Eduardo González
The Minister of Foreign Affairs, José Manuel Albares, will participate this week in a new G20 ministerial meeting, to be held on March 1 and 2 in New Delhi (India) and in which, as in the previous ministerial in July 2022 (held in Bali, Indonesia), he will again coincide with his Russian counterpart, Serguei Lavrov, a few days after the first anniversary of the Russian invasion of Ukraine.
According to the Russian Foreign Ministry spokeswoman, Maria Zakharova, Lavrov will participate in the meeting and will hold a dense agenda of bilateral meetings with his counterparts from China, Brazil and India. During her announcement, reported by the Russian media, the spokeswoman stated that the ministerial meeting is a “key forum for global governance”, organized by the Indian Presidency in a “unifying” spirit, and will serve to address issues such as “capacity building, reform of international institutions to strengthen the position of states in collective decision-making”, energy, food security or the fight against terrorism.

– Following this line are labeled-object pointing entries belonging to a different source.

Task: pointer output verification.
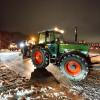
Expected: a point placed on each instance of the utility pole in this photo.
(76, 34)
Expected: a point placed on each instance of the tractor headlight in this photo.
(22, 45)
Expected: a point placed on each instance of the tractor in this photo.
(72, 58)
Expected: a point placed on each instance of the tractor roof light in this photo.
(58, 30)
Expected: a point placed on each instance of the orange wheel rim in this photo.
(73, 68)
(38, 57)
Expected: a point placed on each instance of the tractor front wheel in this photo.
(74, 67)
(40, 57)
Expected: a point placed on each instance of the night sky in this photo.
(31, 16)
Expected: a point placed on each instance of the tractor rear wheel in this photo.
(40, 57)
(74, 67)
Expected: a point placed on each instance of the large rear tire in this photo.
(40, 57)
(74, 67)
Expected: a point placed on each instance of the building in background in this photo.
(10, 37)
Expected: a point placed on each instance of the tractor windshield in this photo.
(58, 37)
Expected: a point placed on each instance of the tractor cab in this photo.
(51, 39)
(50, 36)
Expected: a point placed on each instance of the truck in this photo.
(72, 58)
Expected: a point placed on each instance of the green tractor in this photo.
(71, 58)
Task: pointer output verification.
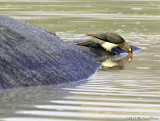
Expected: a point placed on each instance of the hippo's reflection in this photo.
(114, 62)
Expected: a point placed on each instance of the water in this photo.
(128, 91)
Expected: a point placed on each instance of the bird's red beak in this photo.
(130, 53)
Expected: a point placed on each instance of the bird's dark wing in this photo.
(108, 37)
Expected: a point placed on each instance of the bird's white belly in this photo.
(108, 46)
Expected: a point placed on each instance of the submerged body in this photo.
(108, 41)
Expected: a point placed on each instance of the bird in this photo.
(108, 40)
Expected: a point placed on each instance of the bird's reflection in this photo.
(114, 62)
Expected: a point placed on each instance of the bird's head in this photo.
(126, 47)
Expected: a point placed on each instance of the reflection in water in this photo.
(129, 92)
(112, 62)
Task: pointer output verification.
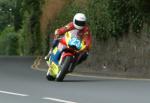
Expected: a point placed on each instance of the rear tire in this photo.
(64, 69)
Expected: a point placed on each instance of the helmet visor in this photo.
(80, 23)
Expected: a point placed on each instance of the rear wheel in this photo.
(64, 68)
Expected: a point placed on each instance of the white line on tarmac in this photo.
(58, 100)
(105, 77)
(12, 93)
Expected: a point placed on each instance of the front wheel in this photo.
(64, 68)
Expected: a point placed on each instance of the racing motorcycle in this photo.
(64, 56)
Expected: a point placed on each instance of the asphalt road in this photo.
(21, 84)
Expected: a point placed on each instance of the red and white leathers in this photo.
(84, 33)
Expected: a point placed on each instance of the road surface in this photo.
(21, 84)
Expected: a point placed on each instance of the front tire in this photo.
(64, 68)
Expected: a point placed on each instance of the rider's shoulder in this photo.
(70, 25)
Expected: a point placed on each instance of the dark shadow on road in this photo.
(93, 80)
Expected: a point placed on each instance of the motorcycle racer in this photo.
(79, 23)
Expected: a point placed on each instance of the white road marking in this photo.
(107, 77)
(12, 93)
(58, 100)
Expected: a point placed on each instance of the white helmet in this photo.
(79, 21)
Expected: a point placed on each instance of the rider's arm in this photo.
(88, 39)
(64, 29)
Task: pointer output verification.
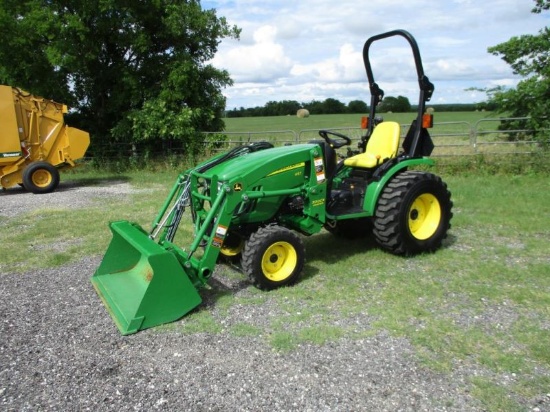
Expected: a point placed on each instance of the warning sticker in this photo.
(319, 169)
(221, 230)
(217, 242)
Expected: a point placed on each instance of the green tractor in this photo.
(252, 203)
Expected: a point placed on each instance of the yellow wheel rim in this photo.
(232, 247)
(42, 178)
(279, 261)
(424, 216)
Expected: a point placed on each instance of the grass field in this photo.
(479, 306)
(262, 124)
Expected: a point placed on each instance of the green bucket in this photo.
(141, 283)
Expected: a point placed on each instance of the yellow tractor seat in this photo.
(382, 145)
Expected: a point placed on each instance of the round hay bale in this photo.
(302, 113)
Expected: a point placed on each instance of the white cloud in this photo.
(312, 49)
(263, 61)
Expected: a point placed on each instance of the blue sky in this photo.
(312, 49)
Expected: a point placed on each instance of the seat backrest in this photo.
(382, 145)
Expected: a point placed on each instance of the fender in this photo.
(374, 189)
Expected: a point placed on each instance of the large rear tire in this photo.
(413, 213)
(40, 177)
(273, 256)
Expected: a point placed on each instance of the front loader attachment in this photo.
(141, 283)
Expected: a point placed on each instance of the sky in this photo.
(308, 50)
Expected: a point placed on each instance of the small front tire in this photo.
(40, 177)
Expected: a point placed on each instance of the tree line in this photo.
(392, 104)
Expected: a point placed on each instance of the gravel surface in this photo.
(60, 351)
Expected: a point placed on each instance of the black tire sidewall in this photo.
(255, 248)
(30, 170)
(435, 188)
(391, 223)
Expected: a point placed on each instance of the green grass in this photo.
(262, 124)
(480, 303)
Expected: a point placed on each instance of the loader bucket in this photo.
(141, 283)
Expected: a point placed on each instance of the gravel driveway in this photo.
(60, 351)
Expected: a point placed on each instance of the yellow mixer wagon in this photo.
(35, 142)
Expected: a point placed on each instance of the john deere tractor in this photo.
(253, 204)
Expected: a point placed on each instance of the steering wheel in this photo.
(342, 140)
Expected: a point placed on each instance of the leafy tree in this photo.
(122, 65)
(333, 106)
(357, 106)
(529, 56)
(399, 104)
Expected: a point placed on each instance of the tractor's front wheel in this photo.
(273, 256)
(40, 177)
(413, 213)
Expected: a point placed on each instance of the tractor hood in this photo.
(257, 165)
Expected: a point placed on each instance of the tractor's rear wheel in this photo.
(40, 177)
(413, 213)
(273, 256)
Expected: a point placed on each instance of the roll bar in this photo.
(377, 94)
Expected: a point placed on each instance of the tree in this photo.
(357, 106)
(399, 104)
(529, 56)
(121, 65)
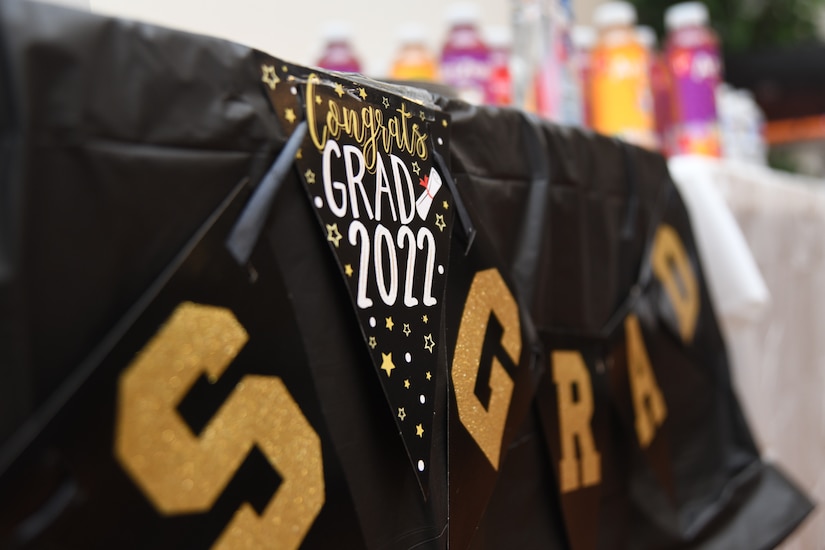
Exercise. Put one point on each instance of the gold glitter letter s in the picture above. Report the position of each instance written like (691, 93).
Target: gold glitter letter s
(181, 473)
(488, 295)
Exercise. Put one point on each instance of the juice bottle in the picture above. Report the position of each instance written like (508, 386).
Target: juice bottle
(499, 90)
(695, 69)
(570, 93)
(530, 65)
(414, 60)
(620, 86)
(465, 58)
(338, 54)
(584, 40)
(660, 88)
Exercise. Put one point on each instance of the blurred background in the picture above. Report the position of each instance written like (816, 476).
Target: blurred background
(732, 91)
(771, 49)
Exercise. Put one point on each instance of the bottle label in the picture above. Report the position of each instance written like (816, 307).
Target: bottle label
(696, 73)
(622, 103)
(468, 73)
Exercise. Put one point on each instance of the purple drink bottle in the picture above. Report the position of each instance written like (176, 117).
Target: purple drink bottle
(338, 54)
(465, 58)
(695, 69)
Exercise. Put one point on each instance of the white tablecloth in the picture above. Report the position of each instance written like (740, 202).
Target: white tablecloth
(772, 311)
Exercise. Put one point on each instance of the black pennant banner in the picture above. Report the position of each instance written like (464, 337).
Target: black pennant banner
(368, 167)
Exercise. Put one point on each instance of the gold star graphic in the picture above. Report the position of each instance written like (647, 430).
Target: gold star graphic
(386, 363)
(429, 343)
(269, 77)
(333, 235)
(439, 222)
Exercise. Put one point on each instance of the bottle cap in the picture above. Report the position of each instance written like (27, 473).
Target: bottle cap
(336, 31)
(584, 37)
(614, 14)
(412, 33)
(462, 13)
(497, 36)
(646, 36)
(686, 14)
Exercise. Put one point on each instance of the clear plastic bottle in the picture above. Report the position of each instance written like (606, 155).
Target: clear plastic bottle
(584, 40)
(465, 58)
(660, 88)
(338, 53)
(695, 68)
(499, 90)
(620, 85)
(569, 87)
(529, 61)
(414, 61)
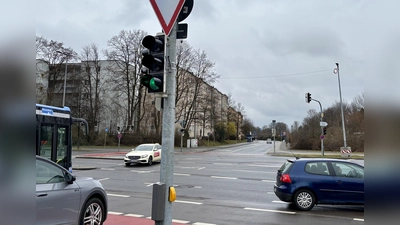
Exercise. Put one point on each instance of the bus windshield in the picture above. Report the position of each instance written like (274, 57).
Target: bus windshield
(54, 133)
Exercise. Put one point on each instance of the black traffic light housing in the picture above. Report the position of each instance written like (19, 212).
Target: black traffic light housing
(153, 63)
(308, 97)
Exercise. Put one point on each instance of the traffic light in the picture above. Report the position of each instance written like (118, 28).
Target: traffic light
(153, 63)
(308, 97)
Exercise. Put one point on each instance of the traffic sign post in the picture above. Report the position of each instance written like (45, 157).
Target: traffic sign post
(167, 12)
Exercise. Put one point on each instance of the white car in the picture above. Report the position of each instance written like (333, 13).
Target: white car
(145, 154)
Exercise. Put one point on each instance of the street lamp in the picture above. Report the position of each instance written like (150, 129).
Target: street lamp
(336, 70)
(65, 74)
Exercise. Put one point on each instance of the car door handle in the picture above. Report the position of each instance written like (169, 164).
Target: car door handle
(41, 195)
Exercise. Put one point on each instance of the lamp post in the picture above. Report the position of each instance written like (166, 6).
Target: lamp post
(65, 74)
(336, 70)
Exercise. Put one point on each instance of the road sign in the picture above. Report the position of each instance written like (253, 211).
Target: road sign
(167, 12)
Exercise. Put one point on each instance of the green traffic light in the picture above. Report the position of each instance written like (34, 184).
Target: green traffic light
(153, 84)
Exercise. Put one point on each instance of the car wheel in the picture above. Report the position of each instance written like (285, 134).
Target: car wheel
(92, 213)
(304, 200)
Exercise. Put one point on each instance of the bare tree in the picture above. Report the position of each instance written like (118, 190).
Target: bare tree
(54, 54)
(93, 84)
(124, 50)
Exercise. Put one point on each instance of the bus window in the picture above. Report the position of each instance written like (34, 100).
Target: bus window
(62, 145)
(46, 140)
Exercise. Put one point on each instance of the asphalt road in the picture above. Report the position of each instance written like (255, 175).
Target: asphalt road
(226, 186)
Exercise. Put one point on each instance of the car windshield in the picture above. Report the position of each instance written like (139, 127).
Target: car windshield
(144, 148)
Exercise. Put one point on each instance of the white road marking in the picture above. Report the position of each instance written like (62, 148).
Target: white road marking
(231, 178)
(115, 213)
(134, 215)
(203, 223)
(253, 171)
(187, 202)
(142, 171)
(281, 202)
(149, 184)
(180, 221)
(122, 196)
(103, 179)
(264, 166)
(181, 174)
(268, 210)
(271, 181)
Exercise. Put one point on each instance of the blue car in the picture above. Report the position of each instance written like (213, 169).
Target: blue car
(309, 182)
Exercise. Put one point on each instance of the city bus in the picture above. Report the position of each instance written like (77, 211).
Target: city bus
(54, 133)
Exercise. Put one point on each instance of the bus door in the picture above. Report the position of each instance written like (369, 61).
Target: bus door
(54, 143)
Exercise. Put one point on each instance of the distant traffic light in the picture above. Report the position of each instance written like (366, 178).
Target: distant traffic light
(153, 63)
(308, 97)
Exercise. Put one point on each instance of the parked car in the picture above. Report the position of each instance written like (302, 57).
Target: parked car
(145, 154)
(307, 182)
(63, 198)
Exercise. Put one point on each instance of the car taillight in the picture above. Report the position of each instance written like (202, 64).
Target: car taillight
(285, 178)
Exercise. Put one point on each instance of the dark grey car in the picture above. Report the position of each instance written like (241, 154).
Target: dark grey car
(63, 198)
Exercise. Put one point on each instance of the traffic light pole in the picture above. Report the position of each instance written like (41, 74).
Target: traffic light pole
(168, 128)
(322, 128)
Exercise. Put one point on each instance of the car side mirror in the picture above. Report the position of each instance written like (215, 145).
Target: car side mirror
(70, 178)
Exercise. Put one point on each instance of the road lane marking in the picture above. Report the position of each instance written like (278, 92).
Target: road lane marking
(180, 221)
(181, 174)
(115, 213)
(142, 171)
(187, 202)
(122, 196)
(264, 166)
(271, 181)
(231, 178)
(203, 223)
(134, 215)
(281, 202)
(253, 171)
(268, 210)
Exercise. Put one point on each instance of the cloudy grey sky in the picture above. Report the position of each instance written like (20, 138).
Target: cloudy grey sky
(269, 53)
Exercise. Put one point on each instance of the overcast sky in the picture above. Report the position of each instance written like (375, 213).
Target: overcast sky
(269, 53)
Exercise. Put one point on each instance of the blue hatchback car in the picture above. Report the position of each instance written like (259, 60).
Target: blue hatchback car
(307, 182)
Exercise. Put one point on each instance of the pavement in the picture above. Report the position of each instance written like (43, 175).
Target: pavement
(114, 153)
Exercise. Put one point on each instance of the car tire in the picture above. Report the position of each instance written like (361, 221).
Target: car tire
(93, 212)
(304, 200)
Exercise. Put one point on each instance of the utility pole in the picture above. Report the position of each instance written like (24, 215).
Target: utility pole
(168, 132)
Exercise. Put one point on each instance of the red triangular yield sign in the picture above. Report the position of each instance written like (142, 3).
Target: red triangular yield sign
(167, 12)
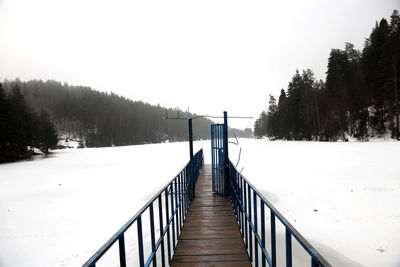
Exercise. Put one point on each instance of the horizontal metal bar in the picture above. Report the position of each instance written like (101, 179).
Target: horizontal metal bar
(302, 241)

Albares already coincided with his Russian counterpart during the ministerial meeting organized by Indonesia in July last year, a few months after the beginning of the invasion of Ukraine. On that occasion, as the minister explained, although there was “a confrontation of opinions”, the “majority of G20 members” expressed their “rejection of the Russian aggression against Ukraine and the need to return to international legality”. Lavrov, on the other hand, only came to “leave his message and leave,” with a speech to the rest of his G20 counterparts that “had, of course, no basis with the reality of what is happening.”
Last November, the G20 Summit held in Bali (attended by the President of the Government, Pedro Sánchez, and in which Russia was also represented by Serguei Lavrov) adopted a Joint Declaration that deplored “in the strongest terms the aggression of the Russian Federation against Ukraine” and demanded “its complete and unconditional withdrawal from the territory of Ukraine.”
“Most members have strongly condemned the war in Ukraine and stressed that it is causing immense human suffering and exacerbating existing fragilities in the global economy, limiting growth, increasing inflation, disrupting supply chains, increasing energy and food insecurity and raising risks to financial stability,” the text continued. “There have been other views and different assessments of the situation and sanctions,” the statement admits. At that meeting, all countries, including Russia, called the “use of nuclear weapons or even the threat to use them” “inadmissible.”
India and China
India, the host of the meeting, abstained last week at the UN General Assembly (held in New York as part of the Special Session on Ukraine) from voting on a resolution calling for an “end to hostilities in Ukraine” and the withdrawal of Russian troops. Following the vote, in which there were 141 votes in favor, Ukrainian Foreign Minister Dmytro Kuleba called on India to take greater leadership within the G20 and warned that “neutrality and balance are not the way to peace.”
During last year’s ministerial in Bali, Albares met with his Chinese counterpart, Wang Yi, whom he asked for “his active collaboration to put an end to the war in Ukraine”. Wang Yi was precisely one of the few ministers who met with Lavrov in Bali and who will do so at this new meeting in New Delhi.
Precisely, the new meeting comes after Wang Yi presented last week to Kuleba, during the Security Conference in Munich (Germany), a plan to end the war in Ukraine. In this regard, the President of Ukraine, Volodimir Zelenski, declared last Thursday during a joint press conference in Kyiv with Pedro Sanchez that he thought it was “positive” that China had proposed a peace plan, although he stated that it was too early to “analyze it” and that his government will draw conclusions when it knows “the details”.
China also abstained in the UN vote. Last Friday, Albares declared in New York, after participating in the General Assembly and before attending a Security Council meeting dedicated to Ukraine, that China “is a world power” and is “fundamental (…) to bring peace to Ukraine” and, therefore, should “fully” play its role as a permanent member of the Security Council and use “its ascendancy and its good connection with (Russian President Vladimir) Putin to stop this illegal and unjust war and for peace to return to Ukraine and Europe as soon as possible”.